Some terminal programs register as a login, in which case you get a "new user" every time you open a new terminal window.

----------

## wazoo42

Hmmmm...it looks like the high load and lagginess are the only similarity. ps aux doesn't show any processes in the D state. That being said, I wish I knew what processes were causing the high load (it jumps to 15 every once in a while).

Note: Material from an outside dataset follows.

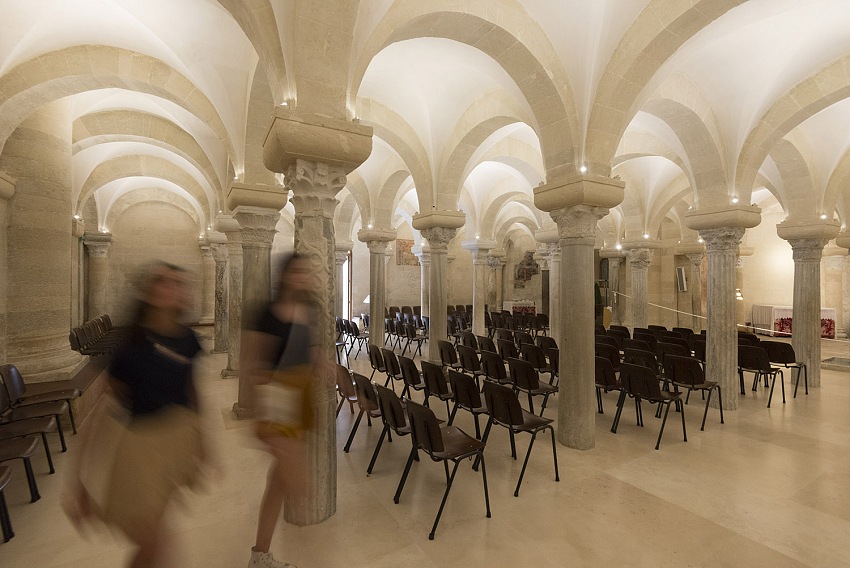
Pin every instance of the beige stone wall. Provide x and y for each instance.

Thanks for the hint regarding PTS logins. I do keep a bunch of konsole tabs open.

----------

## Hu

Are you using transparent hugepages?  In some configurations, that can cause the kernel to put processes into a wait state for an extended period while it writes out those pages.  I find that behavior annoying, so I do not run that configuration.  Thus, I am unsure whether a process in that state will show as being in D state.

----------

## wazoo42

I do have hugepage support. I will try eliminating it and report back, but I have had that compiled into the kernel for the past year or more and it is only in the past week that the high load problem cropped up.

----------

## pgu

 *Hu wrote:*   

> What processes are in the D state?  Why are they blocked?

 

My simulation programs. I don't know why they are block as they are mostly CPU intensive. I also have several other machines, same hardware, same configuration, which does not show this behavior. I have rebooted the machine now so I can't do any more inspection of this state.

----------

## wazoo42

I installed gentoo on a new drive and this problem is no longer present (the kernel config was identical). Either my original drive was going bad (fsck had started finding errors on boot) or it was something particular to that install (I had run emerge -e @world several times though).

----------